V.

By Wilfrid Wilson Gibson

Northward they climbed from out the valley mist;

Northward they crossed the sun-enchanted fells;

Northward they plunged down deep, fern-hidden dells;

And northward yet — until the sapphire noon

Had burned and glowed to thunderous amethyst

Of evening skies about an opal moon;

Northward they followed fast the loud-tongued fame

Of young Sir Geoffrey of the golden helm;

Until it seemed that storm must overwhelm

Their weary flight. They sought a lodging-place,

And soon upon a lonely cell they came

Wherein a hermit laboured after grace.

On beds of withered bracken, soft and warm,

He housed them, and himself, all night, alone,

Knelt in long vigil on the aching stone,

Within his little chapel, though, all night,

His prayers were drowned by thunders of the storm,

And all about him flashed blue, pulsing light.

Christine in calm, undreaming slumber lay,

Nor stirred till, clear and glittering, the morn

Sang through the forest; though, with roots uptorn,

The mightiest-limbed and highest-soaring oak

Had fallen charred, with green leaves shrivelled grey.

At tinkling of the matin-bell she woke,

And soon with Philip left the woodland boughs

For barer uplands. Over tawny bent

And purpling heath they rode till day was spent;

When, down within a broad, green-dusking dale,

They sought the shelter of the holy house

Of God's White Sisters of the Virgin's Veil.

So, day by day, they ever northward pressed,

Until they left the lands of peace behind,

And rode among the border-hills, where blind

Insatiate warfare ever rages fierce;

Where night-winds ever fan a fiery crest,

And dawn's light breaks on bright, embattled spears:

A land whose barren hills are helmed with towers;

A lone, grey land of battle-wasted shires;

A land of blackened barns and empty byres;

A land of rock-bound holds and robber-hordes,

Of slumberous noons and wakeful midnight hours,

Of ambushed dark and moonlight flashing swords.

With hand on hilt and ever-kindling eyes,

Flushed face and quivering nostril, Philip rode;

But nought assailed them; every lone abode

Forsaken seemed; all empty lay the land

Beneath the empty sky; only the cries

Of plovers pierced the blue on either hand;

Until, at sudden cresting of a hill,

The clang of battle sounded on their ears,

And, far below, they saw a surge of spears

Crash on unyielding ranks; while, from the sea

Of striving steel, with deathly singing shrill,

A spray of arrows flickered fitfully.

Amazed they stood, wide-eyed, with holden breath;

When, of a sudden, flashed upon their sight

The golden helm in midmost of the fight,

Where, with high-lifted head and undismayed,

Sir Geoffrey rode, a very lord of death,

With ever-leaping, ever-crashing blade.

Christine watched long, now cold with quaking dread,

Now hot with hope as each assailant fell;

The bright sword held her gaze as by a spell;

Because love blinded her to all but love,

Unmoved she watched the foemen shudder dead,

She whose heart erst the meanest woe could move.

Then, dazed, she saw a solitary shaft,

Unloosed with certain aim from out the bow,

Strike clean through Geoffrey's hauberk, and bring low

The golden helm, while o'er him swiftly met

The tides of fight. Christine a little laughed

With rattling throat, and stood with still eyes set.

Scarce Philip dared to raise his eyes to hers

To see the terror there.
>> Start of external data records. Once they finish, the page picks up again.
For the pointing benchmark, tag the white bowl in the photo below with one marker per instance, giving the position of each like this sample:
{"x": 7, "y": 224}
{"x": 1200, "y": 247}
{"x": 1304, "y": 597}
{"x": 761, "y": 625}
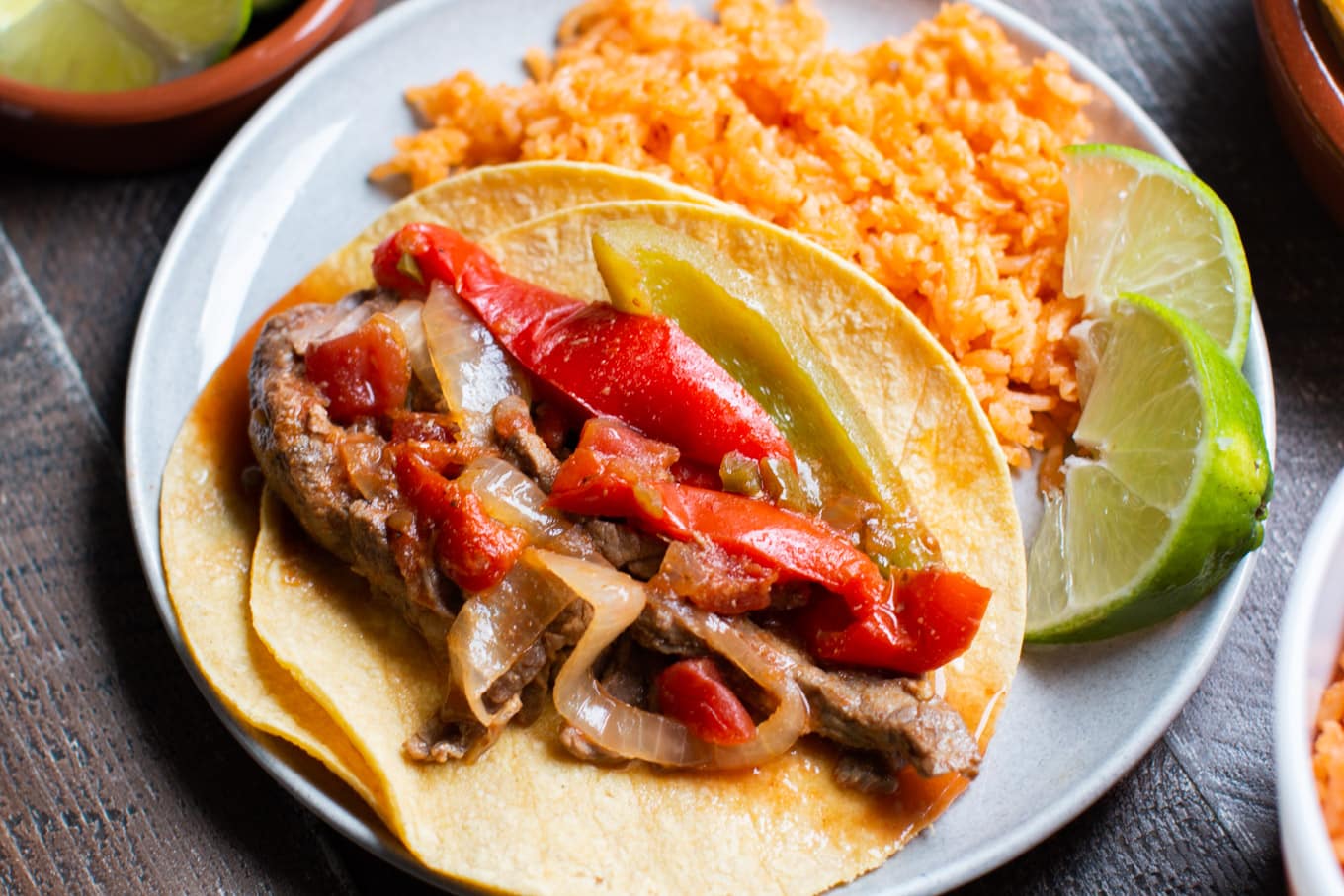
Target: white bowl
{"x": 1307, "y": 648}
No word she spake,

But leaned a little forward through the brake

That bloomed about her in a golden blaze;

Her hands were torn to bleeding by the furze,

Yet nothing could disturb that dreadful gaze.

Then, gradually, the heaving battle swerved

To northward, faltering broken, and afar

It closed again, where, round a jutting scar,

The flashing torrent of the river curved.
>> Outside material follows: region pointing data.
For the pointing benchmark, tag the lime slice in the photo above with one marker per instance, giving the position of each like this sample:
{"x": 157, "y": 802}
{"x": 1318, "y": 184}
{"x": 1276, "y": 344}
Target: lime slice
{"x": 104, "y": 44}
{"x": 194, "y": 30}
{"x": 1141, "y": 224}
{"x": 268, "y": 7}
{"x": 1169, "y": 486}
With eager step Christine ran down the hill,

And sped across the late-forsaken field

To where, with shattered sword and splintered shield,

Among the mounded bodies Geoffrey lay.

She loosed his helm, but deathly pale and still

His young face gleamed within the light of day.
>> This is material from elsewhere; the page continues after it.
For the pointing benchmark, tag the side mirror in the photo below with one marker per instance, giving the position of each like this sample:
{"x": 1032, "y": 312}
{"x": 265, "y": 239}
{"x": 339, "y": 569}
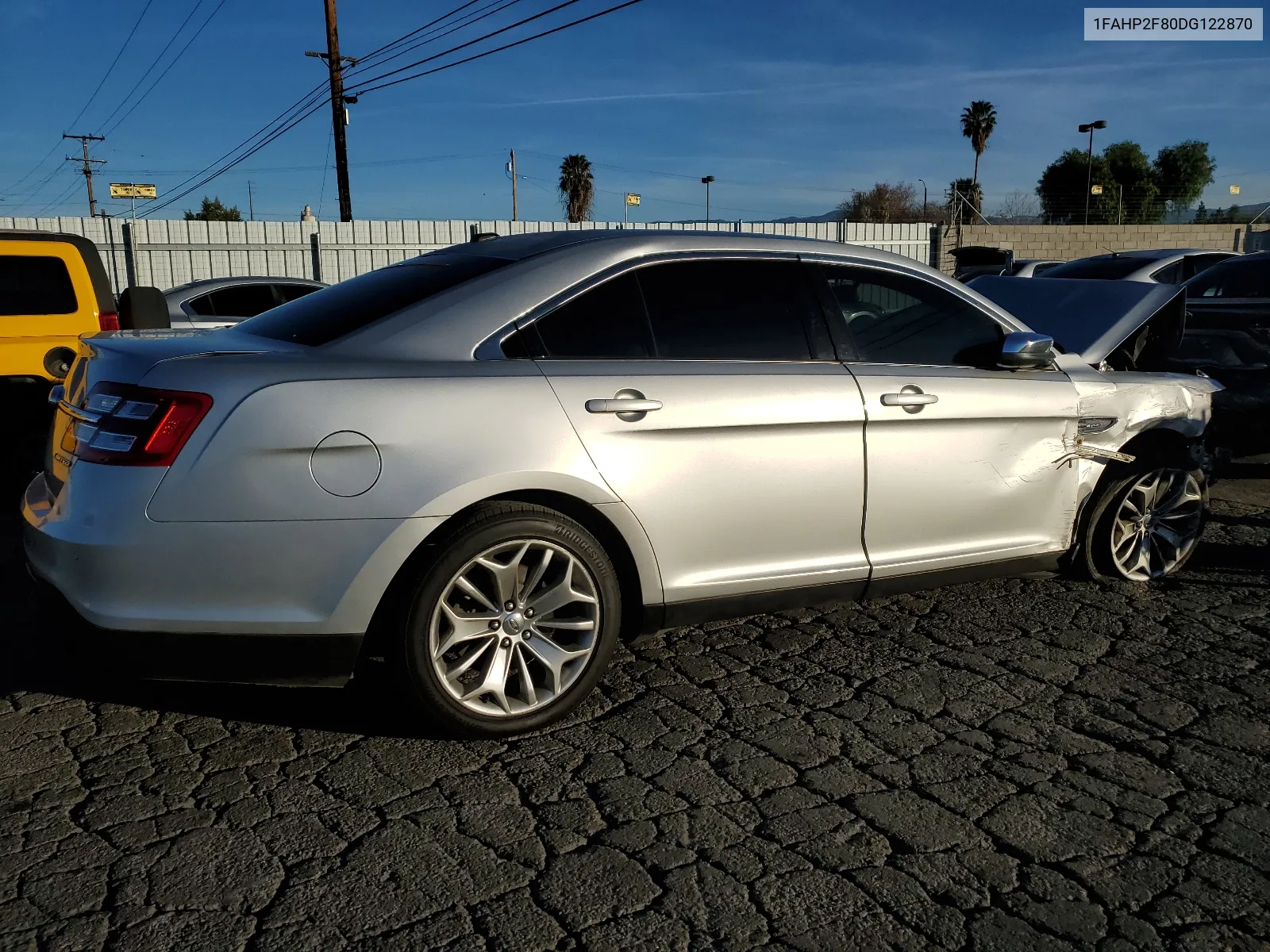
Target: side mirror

Christine beside him knelt, as Philip sought

A draught of water from the peat-born stream;

When, in his eyes, at last, a fitful gleam

Flickered, and bending low, with straining ears,

The laboured breathing of her name she caught;

And over his dead face fell fast her tears.

Once more towards them the tide of battle swept;

Christine moved not. Young Philip on her cried,

And strove, in vain, to draw her safe aside.

A random shaft in her unshielded breast —

Though hot to stay its course her brother leapt —

Struck quivering, and she slowly sank to rest.